Dr. William Coley worked as a bone surgeon at New York Cancer Hospital (which later became part of the Memorial Sloan-Kettering Cancer Center). He looked into the success rates of cancer treatment in the past compared to his day. He found that surgery had been much more effective in the past, before the use of antiseptics when infection was a normal side effect of surgery. For example, one surgeon in the 1770s purportedly cured six out of every seven patients. Coley also learned of the case of a patient at his own hospital seven years earlier, who had throat and tonsil cancer. After surgery, there was not much hope for him. Then he came down with erysipelas, a bacterial infection caused by Streptococcus pyogenes. His cancer disappeared, and Coley found that he was still alive, seven years later.

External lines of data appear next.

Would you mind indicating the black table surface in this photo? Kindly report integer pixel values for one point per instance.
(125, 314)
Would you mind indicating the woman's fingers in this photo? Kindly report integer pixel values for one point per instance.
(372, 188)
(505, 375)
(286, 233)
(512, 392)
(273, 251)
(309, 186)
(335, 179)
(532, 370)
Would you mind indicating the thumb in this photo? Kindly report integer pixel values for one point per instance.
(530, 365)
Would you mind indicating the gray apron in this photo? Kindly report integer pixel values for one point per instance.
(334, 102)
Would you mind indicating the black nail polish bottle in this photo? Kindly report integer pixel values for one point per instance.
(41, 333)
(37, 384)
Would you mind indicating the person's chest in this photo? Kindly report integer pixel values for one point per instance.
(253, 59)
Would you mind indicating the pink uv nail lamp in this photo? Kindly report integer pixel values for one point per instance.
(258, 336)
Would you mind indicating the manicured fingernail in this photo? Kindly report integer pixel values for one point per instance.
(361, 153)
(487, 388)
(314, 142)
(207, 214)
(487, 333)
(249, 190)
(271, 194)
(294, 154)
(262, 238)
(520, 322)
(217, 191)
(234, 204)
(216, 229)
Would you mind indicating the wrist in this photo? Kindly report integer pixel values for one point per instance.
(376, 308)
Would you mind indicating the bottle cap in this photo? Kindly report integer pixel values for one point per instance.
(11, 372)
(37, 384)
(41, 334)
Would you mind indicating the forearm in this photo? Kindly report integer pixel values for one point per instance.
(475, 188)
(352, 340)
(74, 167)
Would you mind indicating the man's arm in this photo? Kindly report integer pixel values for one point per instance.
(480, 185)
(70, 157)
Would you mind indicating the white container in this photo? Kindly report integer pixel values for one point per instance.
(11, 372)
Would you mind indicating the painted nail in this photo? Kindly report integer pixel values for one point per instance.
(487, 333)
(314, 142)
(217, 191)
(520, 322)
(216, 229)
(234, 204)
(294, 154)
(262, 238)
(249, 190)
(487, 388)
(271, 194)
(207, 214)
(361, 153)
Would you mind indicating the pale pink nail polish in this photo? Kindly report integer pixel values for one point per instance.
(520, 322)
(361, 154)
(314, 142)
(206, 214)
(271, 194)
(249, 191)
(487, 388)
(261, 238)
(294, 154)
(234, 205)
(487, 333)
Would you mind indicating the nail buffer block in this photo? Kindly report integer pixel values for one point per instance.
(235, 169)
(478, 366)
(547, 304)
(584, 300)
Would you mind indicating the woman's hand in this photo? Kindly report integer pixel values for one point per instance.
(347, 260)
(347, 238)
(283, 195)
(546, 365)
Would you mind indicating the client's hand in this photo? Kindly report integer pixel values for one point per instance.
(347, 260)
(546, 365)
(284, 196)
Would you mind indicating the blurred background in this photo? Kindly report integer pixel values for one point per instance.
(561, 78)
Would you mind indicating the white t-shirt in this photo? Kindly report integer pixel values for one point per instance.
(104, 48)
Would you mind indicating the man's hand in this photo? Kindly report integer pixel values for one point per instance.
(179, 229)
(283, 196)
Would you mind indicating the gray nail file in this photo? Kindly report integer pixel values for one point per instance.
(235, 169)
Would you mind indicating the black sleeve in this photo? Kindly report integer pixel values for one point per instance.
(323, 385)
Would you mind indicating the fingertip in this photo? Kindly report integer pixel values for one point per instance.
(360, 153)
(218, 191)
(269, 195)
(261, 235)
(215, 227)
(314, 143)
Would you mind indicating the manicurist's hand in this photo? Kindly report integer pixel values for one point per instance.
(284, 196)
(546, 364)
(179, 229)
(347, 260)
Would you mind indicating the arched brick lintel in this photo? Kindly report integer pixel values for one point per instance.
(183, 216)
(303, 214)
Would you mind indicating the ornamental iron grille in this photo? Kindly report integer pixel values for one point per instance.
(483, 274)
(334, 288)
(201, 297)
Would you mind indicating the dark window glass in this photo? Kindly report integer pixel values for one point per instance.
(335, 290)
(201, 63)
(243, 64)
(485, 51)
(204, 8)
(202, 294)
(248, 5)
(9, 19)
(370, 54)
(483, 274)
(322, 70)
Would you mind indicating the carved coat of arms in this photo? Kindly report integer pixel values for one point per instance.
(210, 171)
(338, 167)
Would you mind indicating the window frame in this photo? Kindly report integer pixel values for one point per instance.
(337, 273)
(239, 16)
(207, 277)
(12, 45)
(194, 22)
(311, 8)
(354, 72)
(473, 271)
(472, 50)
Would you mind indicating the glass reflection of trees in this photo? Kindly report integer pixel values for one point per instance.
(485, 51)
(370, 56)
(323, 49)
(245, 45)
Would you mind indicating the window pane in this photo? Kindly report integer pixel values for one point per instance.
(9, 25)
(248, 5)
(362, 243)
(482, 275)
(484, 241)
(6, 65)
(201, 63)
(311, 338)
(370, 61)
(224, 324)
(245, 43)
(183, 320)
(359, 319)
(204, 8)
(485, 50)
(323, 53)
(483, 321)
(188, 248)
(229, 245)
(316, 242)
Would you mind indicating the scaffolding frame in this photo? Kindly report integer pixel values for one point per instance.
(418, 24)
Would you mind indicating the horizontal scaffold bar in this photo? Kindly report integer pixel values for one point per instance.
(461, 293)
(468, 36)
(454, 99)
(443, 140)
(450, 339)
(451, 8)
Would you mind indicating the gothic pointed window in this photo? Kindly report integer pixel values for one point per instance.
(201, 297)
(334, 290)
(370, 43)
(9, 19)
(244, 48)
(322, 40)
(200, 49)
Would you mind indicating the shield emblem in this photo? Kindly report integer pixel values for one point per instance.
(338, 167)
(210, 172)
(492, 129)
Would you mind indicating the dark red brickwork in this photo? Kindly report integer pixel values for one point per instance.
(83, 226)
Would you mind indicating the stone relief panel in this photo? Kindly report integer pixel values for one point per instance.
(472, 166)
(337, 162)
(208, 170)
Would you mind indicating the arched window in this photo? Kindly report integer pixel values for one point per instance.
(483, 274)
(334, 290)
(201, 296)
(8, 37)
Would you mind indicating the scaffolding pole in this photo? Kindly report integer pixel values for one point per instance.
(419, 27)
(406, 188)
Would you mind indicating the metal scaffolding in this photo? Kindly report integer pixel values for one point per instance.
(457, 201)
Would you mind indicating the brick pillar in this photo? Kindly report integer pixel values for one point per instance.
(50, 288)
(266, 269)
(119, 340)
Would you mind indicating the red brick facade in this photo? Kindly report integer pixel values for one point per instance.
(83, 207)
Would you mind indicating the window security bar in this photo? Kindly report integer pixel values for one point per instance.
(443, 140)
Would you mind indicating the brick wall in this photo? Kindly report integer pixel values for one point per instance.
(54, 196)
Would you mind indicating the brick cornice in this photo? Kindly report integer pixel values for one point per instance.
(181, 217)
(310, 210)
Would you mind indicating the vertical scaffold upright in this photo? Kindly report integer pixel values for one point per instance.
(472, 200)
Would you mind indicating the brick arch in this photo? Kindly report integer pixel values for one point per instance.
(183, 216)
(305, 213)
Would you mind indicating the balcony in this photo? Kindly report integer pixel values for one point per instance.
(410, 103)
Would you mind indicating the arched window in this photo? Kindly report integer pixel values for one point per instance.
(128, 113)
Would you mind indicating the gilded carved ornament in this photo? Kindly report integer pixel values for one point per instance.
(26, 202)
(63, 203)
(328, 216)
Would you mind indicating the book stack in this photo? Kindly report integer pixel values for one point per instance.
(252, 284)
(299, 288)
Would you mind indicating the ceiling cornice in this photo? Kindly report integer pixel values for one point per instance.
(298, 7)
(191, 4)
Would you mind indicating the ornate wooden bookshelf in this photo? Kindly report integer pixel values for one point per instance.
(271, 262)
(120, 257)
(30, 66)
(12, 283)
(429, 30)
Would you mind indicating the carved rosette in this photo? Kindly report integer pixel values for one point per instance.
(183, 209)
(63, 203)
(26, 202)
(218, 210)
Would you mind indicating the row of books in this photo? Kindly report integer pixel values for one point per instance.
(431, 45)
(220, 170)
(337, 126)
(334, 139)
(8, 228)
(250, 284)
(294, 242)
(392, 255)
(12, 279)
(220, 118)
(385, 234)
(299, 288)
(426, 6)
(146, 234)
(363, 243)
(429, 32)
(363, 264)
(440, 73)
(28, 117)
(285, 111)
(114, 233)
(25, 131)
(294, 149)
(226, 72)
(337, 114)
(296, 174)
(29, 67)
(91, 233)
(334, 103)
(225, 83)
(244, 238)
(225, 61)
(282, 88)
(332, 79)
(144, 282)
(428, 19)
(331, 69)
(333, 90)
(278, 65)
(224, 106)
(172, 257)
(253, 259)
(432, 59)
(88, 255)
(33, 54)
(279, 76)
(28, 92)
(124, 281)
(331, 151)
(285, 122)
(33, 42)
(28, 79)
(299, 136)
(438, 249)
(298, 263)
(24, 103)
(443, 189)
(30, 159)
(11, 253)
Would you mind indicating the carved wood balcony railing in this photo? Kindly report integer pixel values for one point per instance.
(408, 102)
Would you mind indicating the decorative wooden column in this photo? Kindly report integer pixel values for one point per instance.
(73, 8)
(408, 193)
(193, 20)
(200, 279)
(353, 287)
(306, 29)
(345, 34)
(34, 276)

He discovered that the human immune system could be stimulated through the administration of killed bacterial infusions. Once stimulated, he observed, the immune system would be capable of tackling cancerous cells along with the infection.[citation needed] The cancerous cells would then slough off.
His clinical tests achieved a number of remissions, in patients with severe or terminal tumours. His work was however marginalised, by the advent of radiology and radiation treatment.